Sunday afternoon was Beethoven time – torpor, majesty. Tired after cooking the lunch, but sweetly imploring, my father relished his captive audience. Mother and older brother had somehow slipped out of the sitting room, which left me and my sister, both musical, both too young to be free. My father stood by the coffin-like gramophone, a bulky inheritance from ailing Uncle Jimmy. The stylus grazed the vinyl. What would it be? One of the earlier string quartets? The violin concerto, with Menuhin? The likeliest choice was one of the 32 piano sonatas, from a cherished collection of different recordings: the names of the pianists, presented always as surnames and seemingly disclosed only in that sitting room, shimmered like distant towns, invented places: Arrau, Gilels, Richter, Barenboim, Brendel.
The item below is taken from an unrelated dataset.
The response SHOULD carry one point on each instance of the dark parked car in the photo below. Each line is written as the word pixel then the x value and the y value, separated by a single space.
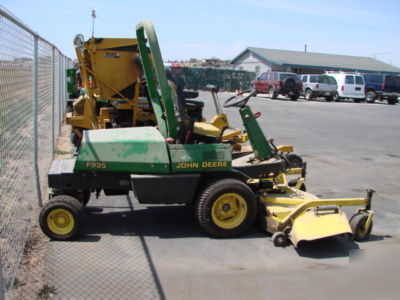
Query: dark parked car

I couldn’t or wouldn’t listen. I disliked Beethoven’s bombast: the melodramatic dynamic contrasts that seemed like huge arguments followed by wheedling tears; the endless endings of the symphonies, as the brassy orchestra wumps from tonic to dominant to tonic, over and over again. The beer-cellar heroism in major keys – the aspect of Beethoven that sometimes offended even Adorno as ‘ham-acting’, ‘a mere “boom boom”’. Even the beauties of the famous slow movements – the Pathétique or Appassionata, say – seemed stiflingly ‘noble’ on a dull Northern English Sunday afternoon. The string quartets with their polite rustle.
I wanted a different music. For simple escape and vandalising joy, there was the rock music my brother was sharing with me. For contemplation and difficult beauty, there was the stuff I knew and cherished as a cathedral chorister, a largely English polyphonic tradition from the 16th and 17th centuries, alongside which later Viennese classicism appeared a bland retreat. When you hear William Byrd and Thomas Tallis for the first time, you don’t know where things are going; there are weird harmonies and tonal shifts, curious crooked cadences that loom suddenly from unlit verges. And such dissonances! In the cathedral, we loved to squeeze out those acute semitone clashes, which we called ‘scrunches’. In Byrd, in Tallis and often in Bach, of course, dissonance is felt as a shudder that goes vertically through the body of the music, like someone pressing down on a wound. When you’ve sung Purcell’s unfinished fragment from the early 1680s, ‘Hear my Prayer, O Lord’, a two-and-a-half minute howl in C minor, relentlessly unfurling its dissonance and grinding chromaticism, you’ve heard everything that’s important in music, and can skip straight to the 20th century. Or so it seemed to me. My sister was studying the Renaissance composer Gesualdo, a kind of lunatic of chromaticism. By contrast, the Viennese symphonic tradition of Mozart, Haydn and Beethoven came well wadded with unimportant social and syntactical ‘filler’ – like the difference between a Donne poem and some big realist novel of the 19th century. In classical Austria, tonality was a wander through familiar connecting rooms; dissonance, when it appeared at all, existed not to open wounds but to close them.